On Tue, 5 Nov 2024 at 18:02, Stefan Berger <stef...@linux.ibm.com> wrote:
>
>
>
> On 11/5/24 12:13 PM, Peter Maydell wrote:
> > On Tue, 5 Nov 2024 at 17:02, Stefan Berger <stef...@linux.ibm.com> wrote:
> >> On 11/5/24 11:14 AM, Peter Maydell wrote:
> >>> Q1: why is apparmor forbidding swtpm from doing something that
> >>> it needs to do to work?
> >>
> >> What distro and version is this?
> >>
> >> The profile may be too strict and not reflecting all the paths needed
> >> for running the test cases.
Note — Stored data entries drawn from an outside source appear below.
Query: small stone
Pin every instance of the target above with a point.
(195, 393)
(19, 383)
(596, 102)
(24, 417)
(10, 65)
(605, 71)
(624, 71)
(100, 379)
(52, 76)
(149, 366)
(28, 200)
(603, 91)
Ubuntu for example would have to update
> >> their profile in such a case.
> >
> > This is Ubuntu 22.04 "jammy" (with swtpm 0.6.3-0ubuntu3.3).
> >
> >>> Q2: is there a way to run swtpm such that it is not
> >>> confined by apparmor, for purposes of running it in a test case?
> >>
> >> Try either one:
> >> - sudo aa-complain /usr/bin/swtpm
> >> - sudo aa-disable /usr/bin/swtpm
> >
> > We don't have root access from QEMU's 'make check',
> > though (and shouldn't be globally disabling apparmor
> > even if we could). I had in mind more a way that an
> > individual user can say "run this swtpm process but don't
> > apply the apparmor profile to it".
>
> So the problem is that the avocado tests are using /var/tmp but we only
> have AppArmor rules for /tmp/

The file AppArmor gives the error for is not in /var/tmp:
it's in a local directory inside QEMU's build dir:

Nov  5 16:01:14 e104462 kernel: [946406.489088] audit: type=1400
audit(1730822474.384:446): apparmor="DENIED" operation="mknod"
profile="swtpm"
name="/mnt/nvmedisk/linaro/qemu-from-laptop/qemu/build/tests/functional/arm/test_arm_aspeed.AST2x00Machine.test_arm_ast2600_evb_buildroot_tpm/qemu-machine-hhuvwytc/.lock"
pid=2820156 comm="swtpm" requested_mask="c" denied_mask="c" fsuid=1000
ouid=1000
> The following solutions should work:
> - do not install swtpm at all
> - sudo cp /usr/bin/swtpm  /usr/local/bin/swtpm
> - as root: echo "include <abstractions/user-tmp>" >>
> /etc/apparmor.d/local/usr.bin.swtpm && apparmor_parser -r
> /etc/apparmor.d/usr.bin.swtpm

Is there no way to just have apparmor not apply at all
here? I can see why you might want it to apply for the
case of "I'm using it as part of a sandboxed VM setup",
but in this scenario I am a local user running this binary
which is not setuid root and it is accessing a file in a
directory which my user owns and has permissions for.
This should not be being rejected: there is no security
boundary involved and swtpm is not doing anything
that I could not directly do myself anyway (as you
can tell from the fact that copying the swtpm binary
to a different location and running it works).